One of the reasons that people want their cars so much is that the Indonesian public transportation system is anything but pleasant and prestigious. In many areas, for instance Singapore and Bangkok, the subway and train systems are very nice, and even middle to upper class business people can take them without shame. Not here. The Indonesian public transportation system is muti-layered, with almost every layer being hot, dirty, and anything but prestigious. First off- no subways, no elevated trains. The normal way of getting around a city is in a mini-bus, which goes by the name angkot, microlet, oplet, or many other names depending on the city. These are large vans, maybe fitting 10 people at the most, that drive set routes. They stop anywhere and everywhere—no assigned stopping points. Profit is made by keeping the van full. These vans are permit-ed by the government, but privately owned. They are not a bad way of making a living, meaning that anyone who can afford a van has a huge incentive to make it an angkot. See where this is going? The streets of Bogor, for example, are so full of angkots that there are simply angkot jams- forget the other cars in the road. And each one is a small polluting van, spewing its diesel fumes on to the road.

There are other options. In Jakarta, the choice of everyone who can afford it (except me—I’ll get to that later) is to take a taxi. So, it kind of looks like New York—the roads are packed with cabs, each with one or at most two or three people. Most other cities do not have cabs. They do, however, have ojeks. Ojeks are motorcycle taxis. They’ll take you anywhere—no set charges. Often these are just guys who do not have work to do, but do have motor scooters (remember, everyone has a motor scooter). They hang out on corners together, and wait for people who have finished their shopping or whatever. I am an ojek fan. They are two person vehicles who do not drive around the city looking for passengers, and they can weave in and out of the other traffic. These are what I take when everyone else is in a cab in Jakarta. Of course, they are dangerous, and you are out in the polluted air. I normally take a handkerchief and wear it bandit style. But I get where I am going.
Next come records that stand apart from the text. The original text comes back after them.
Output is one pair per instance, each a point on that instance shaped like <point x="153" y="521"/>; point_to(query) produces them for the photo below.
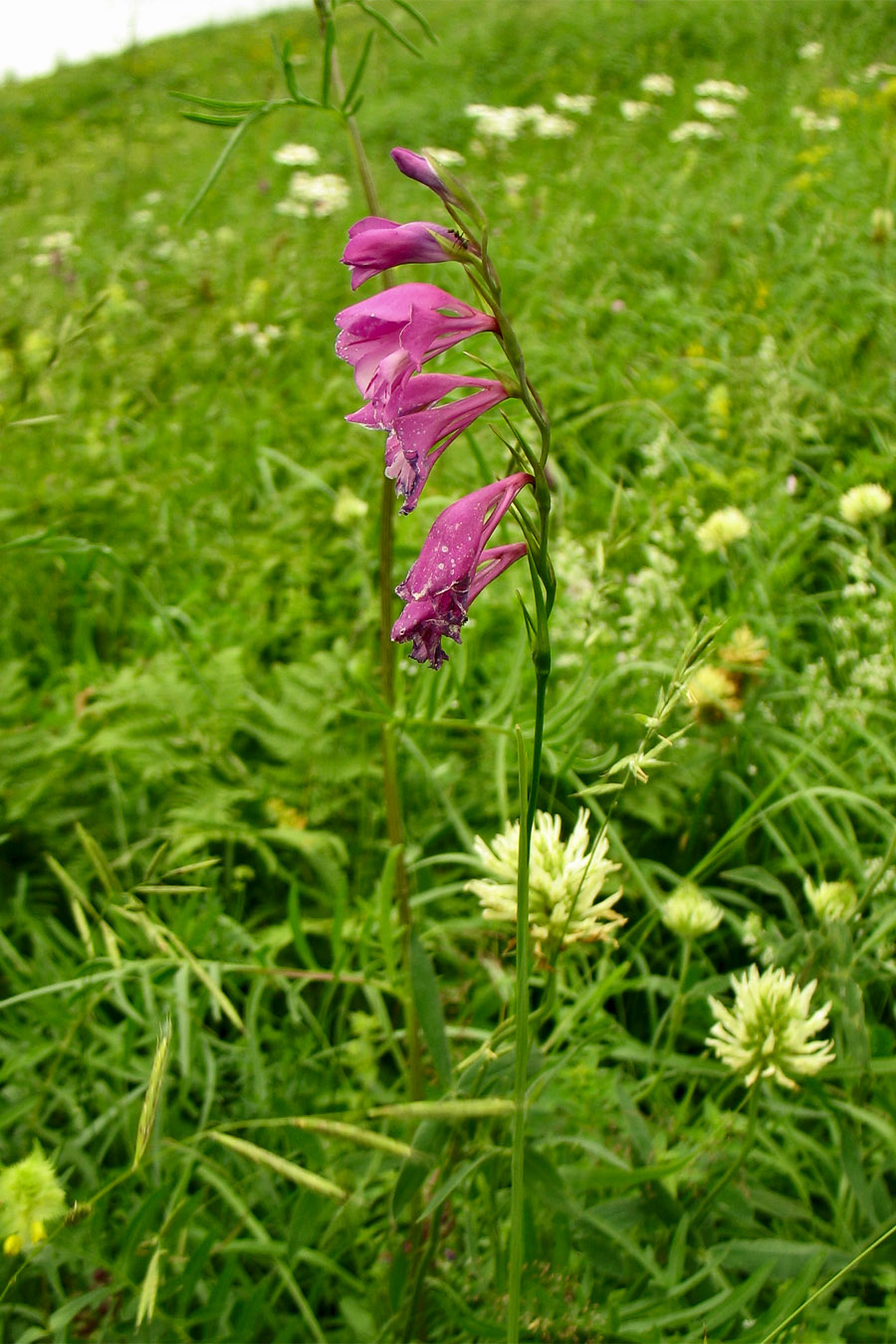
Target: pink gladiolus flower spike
<point x="421" y="430"/>
<point x="421" y="169"/>
<point x="454" y="566"/>
<point x="388" y="336"/>
<point x="375" y="245"/>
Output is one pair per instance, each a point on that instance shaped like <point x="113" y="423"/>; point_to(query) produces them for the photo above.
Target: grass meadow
<point x="192" y="822"/>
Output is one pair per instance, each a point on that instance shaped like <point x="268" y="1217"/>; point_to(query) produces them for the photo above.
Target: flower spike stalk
<point x="387" y="340"/>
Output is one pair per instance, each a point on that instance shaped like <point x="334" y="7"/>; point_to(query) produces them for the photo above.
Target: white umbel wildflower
<point x="770" y="1029"/>
<point x="862" y="503"/>
<point x="723" y="527"/>
<point x="496" y="122"/>
<point x="318" y="196"/>
<point x="714" y="110"/>
<point x="688" y="913"/>
<point x="565" y="883"/>
<point x="831" y="901"/>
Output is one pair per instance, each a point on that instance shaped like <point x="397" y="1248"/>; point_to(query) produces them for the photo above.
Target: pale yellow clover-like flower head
<point x="565" y="883"/>
<point x="30" y="1198"/>
<point x="862" y="503"/>
<point x="831" y="901"/>
<point x="770" y="1031"/>
<point x="691" y="914"/>
<point x="712" y="694"/>
<point x="723" y="527"/>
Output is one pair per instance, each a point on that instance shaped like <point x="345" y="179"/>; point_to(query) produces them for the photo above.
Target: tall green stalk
<point x="543" y="591"/>
<point x="391" y="791"/>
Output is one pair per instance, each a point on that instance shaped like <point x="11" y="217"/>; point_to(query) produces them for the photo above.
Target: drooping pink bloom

Other forms of public transportation are different in different places. It includes the dokart, the horse drawn carriages, which are becoming incredibly rare. If traffic is unpleasant in a car, imagine what it is like for a horse. It also includes becaks, or rickshaws, generally powered by a man on a bicycle. Although they are clean and generally pleasant, I find it hard to enjoy a ride that puts the driver to such hard work. I mean, he wants the work, but still. In some Indonesian towns there are motorcycles becaks, where the seating cart is attached to a motorcycle. For the same reasons I like ojeks, I like motor-becaks.

But when it finally comes down to it, the only prestigious way to travel is in an SUV. The Indonesian government is trying new things: bus-only lanes, car-pooling laws, even an elevated train planned for 2007. Maybe these things will make a difference. Maybe the fact that gas prices have gone up 100% in the last month (more on that later…) will make a difference too. There are no easy solutions that I can think of. Since the transportation system is so decentralized, a huge number of people rely on it for their livelihoods—it would cause huge problems for the government to come in and create an organized system, even if they could afford it, and even if they wanted to- neither of which are the case. But the government does need to create a transportation alternative that people can take without loosing face. Maybe this elevated train will be a step in that direction. If it ever gets built. Because until then, there is no way people who can afford it are going to use anything but their SUVs.